Why Random Splits Fail
Financial time series have temporal structure — what happens today depends on what happened yesterday. Randomly splitting data into train/test sets destroys this structure:
- Training data from 2023 can "leak" information about 2022 test data
- Regime changes (bull → bear) are split across sets
- The model learns patterns that don't exist in real-time trading
This is why strategies that look incredible in backtests often fail in production.
How Walk-Forward Works
Walk-forward testing simulates the real experience of a trader who optimizes parameters, then trades forward:
|--- Train Window ---|--- Test Window ---|
|--- Train Window ---|--- Test Window ---|
|--- Train Window ---|--- Test Window ---|For each fold:
- Train on the historical window (fit parameters, calibrate)
- Test on the immediately following window (measure out-of-sample performance)

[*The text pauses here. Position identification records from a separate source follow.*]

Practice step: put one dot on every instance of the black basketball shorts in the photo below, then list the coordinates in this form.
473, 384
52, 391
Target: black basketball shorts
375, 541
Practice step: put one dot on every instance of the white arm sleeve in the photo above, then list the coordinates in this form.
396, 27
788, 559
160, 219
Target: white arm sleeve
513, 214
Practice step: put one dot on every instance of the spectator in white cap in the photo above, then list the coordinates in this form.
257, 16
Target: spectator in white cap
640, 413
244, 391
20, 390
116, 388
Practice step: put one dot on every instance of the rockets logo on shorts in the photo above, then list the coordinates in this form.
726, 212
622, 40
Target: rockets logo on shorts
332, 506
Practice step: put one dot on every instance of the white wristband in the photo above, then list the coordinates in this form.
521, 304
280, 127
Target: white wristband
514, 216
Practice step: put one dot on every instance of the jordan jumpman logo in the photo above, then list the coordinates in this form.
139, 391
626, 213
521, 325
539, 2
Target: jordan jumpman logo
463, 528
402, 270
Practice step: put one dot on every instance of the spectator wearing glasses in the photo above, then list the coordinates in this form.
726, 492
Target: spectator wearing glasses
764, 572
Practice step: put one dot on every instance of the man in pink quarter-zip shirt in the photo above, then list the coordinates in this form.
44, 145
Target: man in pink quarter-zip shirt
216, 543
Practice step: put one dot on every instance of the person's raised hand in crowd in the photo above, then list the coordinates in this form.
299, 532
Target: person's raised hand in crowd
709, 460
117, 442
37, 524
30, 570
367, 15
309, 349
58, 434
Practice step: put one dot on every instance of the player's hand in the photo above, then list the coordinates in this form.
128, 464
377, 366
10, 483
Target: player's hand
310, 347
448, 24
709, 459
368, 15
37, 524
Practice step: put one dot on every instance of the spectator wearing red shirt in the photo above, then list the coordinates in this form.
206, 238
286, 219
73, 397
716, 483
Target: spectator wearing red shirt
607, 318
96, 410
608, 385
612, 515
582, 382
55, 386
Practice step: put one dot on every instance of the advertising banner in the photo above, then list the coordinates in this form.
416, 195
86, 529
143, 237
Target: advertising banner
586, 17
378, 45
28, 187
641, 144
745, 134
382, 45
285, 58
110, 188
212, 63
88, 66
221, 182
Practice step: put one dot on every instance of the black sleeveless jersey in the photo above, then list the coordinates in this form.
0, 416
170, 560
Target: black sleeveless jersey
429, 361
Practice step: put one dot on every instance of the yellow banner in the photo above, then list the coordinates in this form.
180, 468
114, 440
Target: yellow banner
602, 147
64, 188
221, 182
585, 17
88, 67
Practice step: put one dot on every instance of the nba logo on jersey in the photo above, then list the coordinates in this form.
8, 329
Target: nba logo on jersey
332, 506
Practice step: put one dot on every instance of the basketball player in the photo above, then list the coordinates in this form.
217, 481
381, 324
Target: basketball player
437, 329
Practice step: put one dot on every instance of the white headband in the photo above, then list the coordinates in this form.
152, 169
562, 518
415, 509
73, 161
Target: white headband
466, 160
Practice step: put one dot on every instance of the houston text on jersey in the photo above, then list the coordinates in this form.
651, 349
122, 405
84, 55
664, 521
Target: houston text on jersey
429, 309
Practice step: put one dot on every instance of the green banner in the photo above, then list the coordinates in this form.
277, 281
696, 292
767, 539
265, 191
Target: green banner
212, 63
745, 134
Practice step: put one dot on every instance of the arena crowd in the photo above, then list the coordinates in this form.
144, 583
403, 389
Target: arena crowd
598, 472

- Slide the window forward and repeat
Gordon uses 6-month folds, creating 11 rolling windows across the full dataset.
What It Measures
| Metric | What it tells you |
|---|---|
| Per-fold Sharpe | Is the edge consistent across time? |
| Consistency ratio | What fraction of folds are profitable? |
| Worst fold drawdown | How bad does it get in the worst period? |
| Cross-asset consistency | Does the strategy work on BTC, ETH, and SOL? |
Gordon's Criteria
For a strategy to pass walk-forward validation:
| Criterion | Threshold |
|---|---|
| Walk-forward consistency | > 50% of folds have Sharpe > 0 |
| Full-sample Sharpe | > 0.5 net of fees |
| No single fold | Max drawdown > 50% |
| Multi-asset | Must work on at least 2 of BTC, ETH, SOL |
Ablation Testing
Walk-forward tells you if the strategy works. Ablation tells you which parts of the strategy contribute to the edge:
- Start with the full strategy (all components enabled)
- Remove one component at a time
- Re-run walk-forward without that component
- Measure the Sharpe delta
If removing a component doesn't reduce Sharpe (or improves it), that component isn't contributing — remove it permanently.
Every overlay in Gordon must prove its lift via ablation before inclusion. No exceptions.
Common Pitfalls
- Multiple comparison bias — testing 100 parameter combinations and picking the best one inflates results. Gordon addresses this by fixing parameters before walk-forward, not optimizing within it.
- Survivorship bias — only testing assets that exist today. Gordon tests on assets with 5-8+ years of history to include bear markets.
- Look-ahead bias — using information that wouldn't be available at trade time. Gordon enforces a 1-bar delay: signal on bar i, position on bar i+1.